Em A Queda do Céu percebemos o quanto a existência dos Yanomami está profundamente enraizada na espiritualidade e nos valores comunitários ancestrais e como, seguindo esses princípios, defendem, numa luta partilhada, a terra-floresta e a sua permanência neste território. Desta forma, o plano-sequência que abre o filme coloca de imediato no centro da narrativa a resistência do povo que habita a maior terra indígena do Brasil, localizada no Estado de Roraima, no norte do país. No filme, Davi Kopenawa diz: “Nosso território Yanomami ainda existe porque vivemos juntos aqui”.

O movimento quase hipnótico do grupo em direção à câmara pode, ainda, ser interpretado como uma metáfora da crescente visibilidade das questões indígenas e da maior representatividade dos povos originários, tanto na sociedade brasileira como na comunidade internacional. Dentro desta lógica, o documentário é um caminho de aproximação, mediada pelo cinema, aos não-indígenas, com o propósito de serem vistos e ouvidos por estes. Contudo, os Yanomami não reclamam apenas atenção; eles exigem uma reação, alinhada com a sua perspetiva, em relação à proteção da Amazónia.

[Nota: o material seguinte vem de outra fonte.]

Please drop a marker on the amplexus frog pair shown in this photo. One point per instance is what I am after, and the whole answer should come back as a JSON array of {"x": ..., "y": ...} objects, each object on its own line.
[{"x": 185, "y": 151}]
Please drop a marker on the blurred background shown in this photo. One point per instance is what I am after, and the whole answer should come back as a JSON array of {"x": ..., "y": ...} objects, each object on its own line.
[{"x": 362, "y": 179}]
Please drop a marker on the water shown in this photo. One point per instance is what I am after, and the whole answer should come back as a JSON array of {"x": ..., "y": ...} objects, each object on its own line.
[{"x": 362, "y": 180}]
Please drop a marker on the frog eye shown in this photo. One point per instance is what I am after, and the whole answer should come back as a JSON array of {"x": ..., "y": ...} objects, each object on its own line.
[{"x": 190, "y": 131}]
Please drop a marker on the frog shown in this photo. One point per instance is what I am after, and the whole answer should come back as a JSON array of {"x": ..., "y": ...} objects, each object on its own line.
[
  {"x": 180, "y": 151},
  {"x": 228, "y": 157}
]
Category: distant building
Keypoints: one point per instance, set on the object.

Uma vez próximas da câmara, as figuras concretizam-se, emergindo imponentes e enquadradas como protagonistas ativos. Revelam-se os corpos e os rostos de várias gerações, bem como os objetos, as armas e os alimentos que carregam. Este é o momento do encontro com os habitantes da aldeia Watorikɨ e do reconhecimento do seu líder, Davi Kopenawa, cuja presença, na linha da frente da marcha, simboliza décadas de luta incansável.

O trajeto existencial de Kopenawa como indígena, porta-voz do seu povo, pensador e ativista ambiental está detalhado no livro A Queda do Céu, lançado originalmente em França, em 2010. Resultado de anos de parceria entre Davi Kopenawa e o antropólogo francês Bruce Albert, o livro, que é um testemunho esclarecedor da cosmovisão e da história dos Yanomami, inspirou os realizadores a fazerem este filme homónimo. 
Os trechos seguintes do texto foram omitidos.